IF TWO IS COMPANY and three is a crowd, then accountancy’s regulator will struggle for space if it was to hold a fourth consultation on how to implement Lord Sharman’s guidance on going concern.
Lord Sharman’s original recommendations for a more broad-based going concern assessment, taking into account solvency as well as liquidity risks, have become a recurring nightmare for the FRC. Each consultation has generated criticism about its proposals from investors, preparers and the profession.
Judging by some of the responses to its latest consultation, which formed part of a wider look at the corporate governance code, a fourth consultation – while unlikely – is not out of the question. Iain Richards, head of governance at Threadneedle Investments, said the FRC has failed to recognise the “substance of investors’ concerns and feedback”, while others have questioned the use of an explicit statement about the company’s ongoing viability that is separate to going concern statement.
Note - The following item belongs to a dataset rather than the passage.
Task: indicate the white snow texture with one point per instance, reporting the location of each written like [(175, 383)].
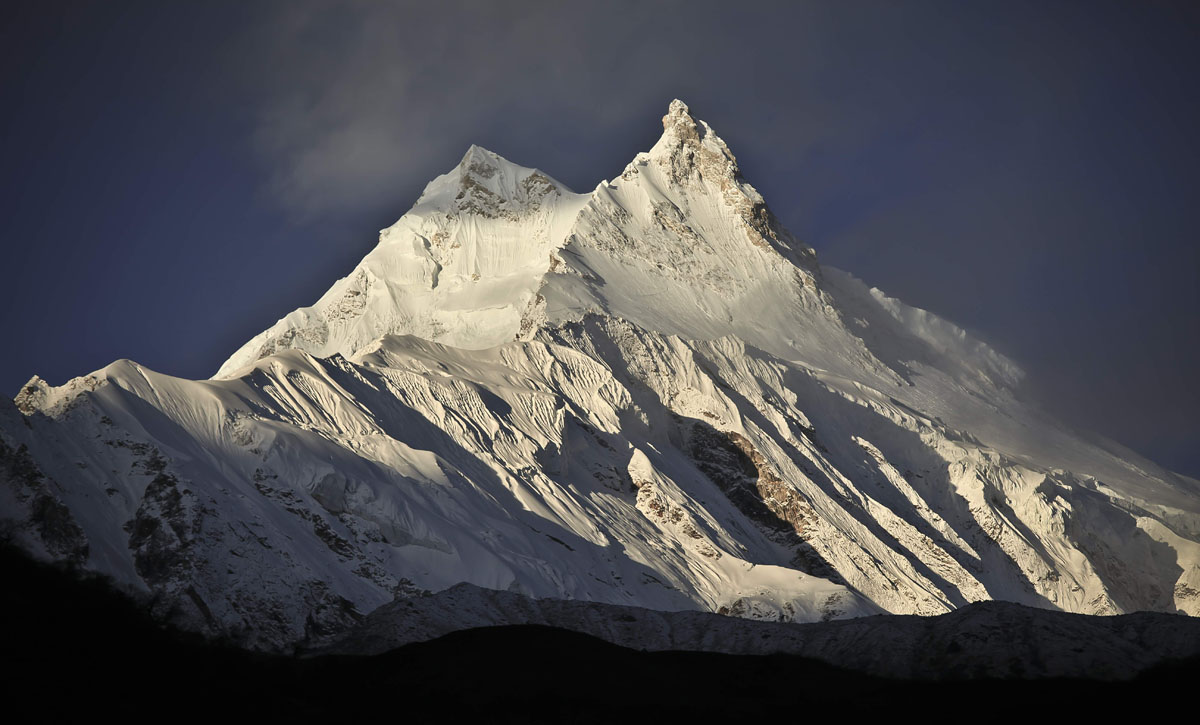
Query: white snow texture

The reporting watchdog should face some criticism over how implementation of the guidance has been handled – but there is little time now for guidance to be issued ahead of a planned October implementation date, and a fourth consultation and delay would be deeply embarrassing – the difficulty has been in finding a solution to satisfy all parties.
Investors want more information and assurances than company directors are prepared to give, while debate has raged around the meaning of going concern. At this late stage the parties seem as far apart as ever. What the FRC needs to do, in the words of its CEO Stephen Haddrill, is “hold the ring” between investors, companies and preparers.
Take it to the lab
And the FRC has just the place to do this. The FRC’s Financial Reporting Lab was launched in 2011 to provide an environment where investors and companies can discuss reporting issues. The lab has had some notable successes, not least when business secretary Vince Cable adopted many of its recommendations as part of the most comprehensive reforms to the reporting of directors’ remuneration in a decade, such as developing a methodology to calculate a single figure for total pay.
The lab would provide an environment for the kinks in the FRC’s proposals – for the FRC’s plans have been largely endorsed – to be ironed out. It could also give the FRC a reason to avoid providing guidance before October and allow companies to adopt some self-explanatory proposals that can be tested before final guidance is issued.
Getting the lab involved to settle the debate over going concern can hardly be constituted as a success. Finding a solution acceptable to all parties, and nailing down areas that have been problematic ever since the FRC published its original proposals, would save the FRC from embarassment in failing to find consensus among key stakeholders.